Counties officials clarified to The Leader that Quinn does not work for SDG and that it did not organize the event. The photo was not taken by SDG staff but was provided to them. The inclusion of Quinn in the photo, distributed by SDG, should not be taken as an endorsement of him by the Counties. That’s great, but the optics of this posted for over a week without that clarification, looks like an overt endorsement. In the election season, optics matter, often more so than facts.
Not to be outdone by the Counties, three-fifths of South Stormont Township council publicly endorsed their fellow council member Andrew Guindon.

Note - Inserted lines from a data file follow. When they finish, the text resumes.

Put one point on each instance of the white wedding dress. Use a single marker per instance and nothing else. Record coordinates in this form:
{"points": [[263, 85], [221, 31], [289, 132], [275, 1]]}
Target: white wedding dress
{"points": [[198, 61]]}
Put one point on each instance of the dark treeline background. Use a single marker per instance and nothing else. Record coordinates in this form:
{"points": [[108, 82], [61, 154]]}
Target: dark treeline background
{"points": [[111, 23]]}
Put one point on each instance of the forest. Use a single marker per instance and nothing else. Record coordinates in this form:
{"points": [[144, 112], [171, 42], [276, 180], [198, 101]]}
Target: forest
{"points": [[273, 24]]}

This endorsement does make more sense than Quinn’s as Guindon serves on council with Mayor Bryan McGillis, Deputy Mayor David Smith, and Councillor Cindy Woods. This does make me question why South Stormont’s endorsement was not unanimous.

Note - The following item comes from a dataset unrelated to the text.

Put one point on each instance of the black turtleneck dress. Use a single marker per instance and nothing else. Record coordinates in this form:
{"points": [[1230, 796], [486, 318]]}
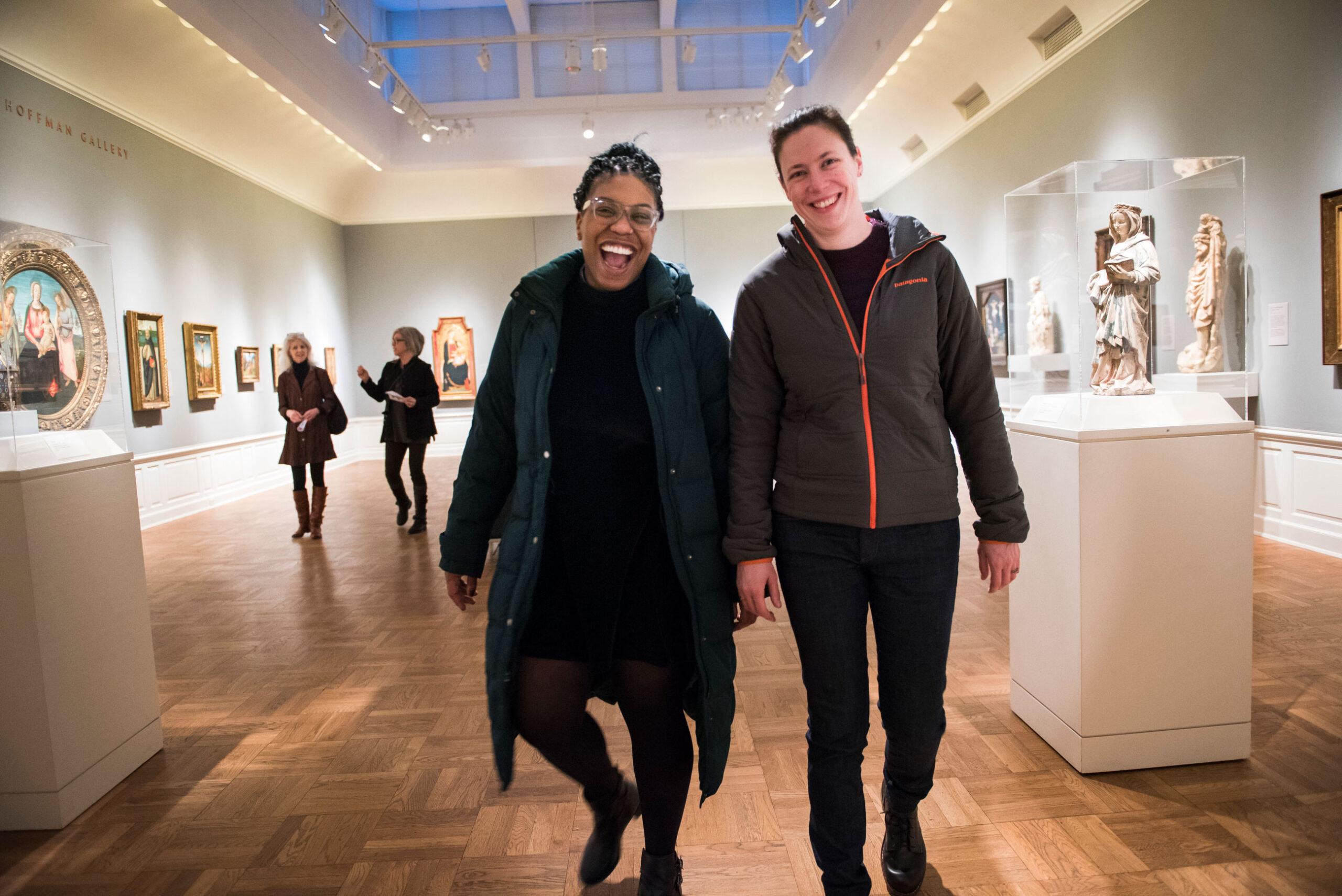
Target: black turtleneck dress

It’s like if four-out-of-five dentists recommend a brand of toothpaste, I am more interested in why the fifth dentist didn’t sign on.
Partisanship, or in some cases über partisanship, has permeated into many more places in the past 10 years. Even before the pandemic, picking one side or the other – instead of meeting in the middle – has become the norm. Partisans often paint those who are unwilling to take a side as being weak.
Yet the risk of partisanship at the municipal level is a gamble not worth taking. Choosing to back one horse over another means taking a side, making a choice. If that horse loses, what are the consequences? Fair play or retribution?
Being neutral when sides are being taken is not a sign of weakness, but of strength – especially in municipal politics. Overt partisan politics at the municipal level smacks of interference with politics at the provincial level. That is a turn in the road that should not be taken.